The lowest energy state will be obtained by forming a bound state of all \(N\) particles centered on zero 1964.McGuire.JMP.5, namely by choosing

\begin{equation*} \lambda^{N,a} = i \frac{\bar{c}}{2} (N+1 - 2a) + \mbox{O}(\delta)\,. \end{equation*}

The corresponding energy is

\begin{equation} E_{GS} = \sum_a (\lambda^{N,a})^2 = -\frac{\bar{c}^2}{4} \sum_{a=1}^N (N+1 - 2a)^2 = -\frac{\bar{c}^2}{12} N(N^2 - 1). \tag{al.e0}\label{al.e0} \end{equation}

Note that this goes like \(N^3\), unlike the repulsive case where the energy is not extensive.

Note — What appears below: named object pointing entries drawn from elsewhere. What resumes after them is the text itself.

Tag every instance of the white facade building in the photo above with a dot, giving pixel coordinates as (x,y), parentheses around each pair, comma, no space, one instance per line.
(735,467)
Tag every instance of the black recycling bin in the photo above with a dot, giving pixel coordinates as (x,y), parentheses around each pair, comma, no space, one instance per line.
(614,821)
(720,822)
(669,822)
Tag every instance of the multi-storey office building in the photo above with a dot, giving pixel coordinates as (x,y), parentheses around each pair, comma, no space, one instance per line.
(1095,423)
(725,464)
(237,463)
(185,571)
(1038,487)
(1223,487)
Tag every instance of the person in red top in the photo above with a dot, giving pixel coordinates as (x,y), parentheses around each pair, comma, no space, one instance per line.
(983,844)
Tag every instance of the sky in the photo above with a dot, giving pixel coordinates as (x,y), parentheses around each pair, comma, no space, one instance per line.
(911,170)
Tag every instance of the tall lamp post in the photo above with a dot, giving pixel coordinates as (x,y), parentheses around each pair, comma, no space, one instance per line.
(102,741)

Although our results are not limited to this case, we will often consider the limit of a large number of particles \(N \gg 1\), with weak interactions \(\bar{c}\) such that the parameter \(g = \bar{c} N\) remains finite. In this case, the ground state energy per particle also remains finite, \(E_{GS} = -{g^2}/{12}\). We will find some similarly simplified limiting values for the correlations functions. It is however important to note that this is not a conventional thermodynamic limit with finite energy density as in the repulsive case.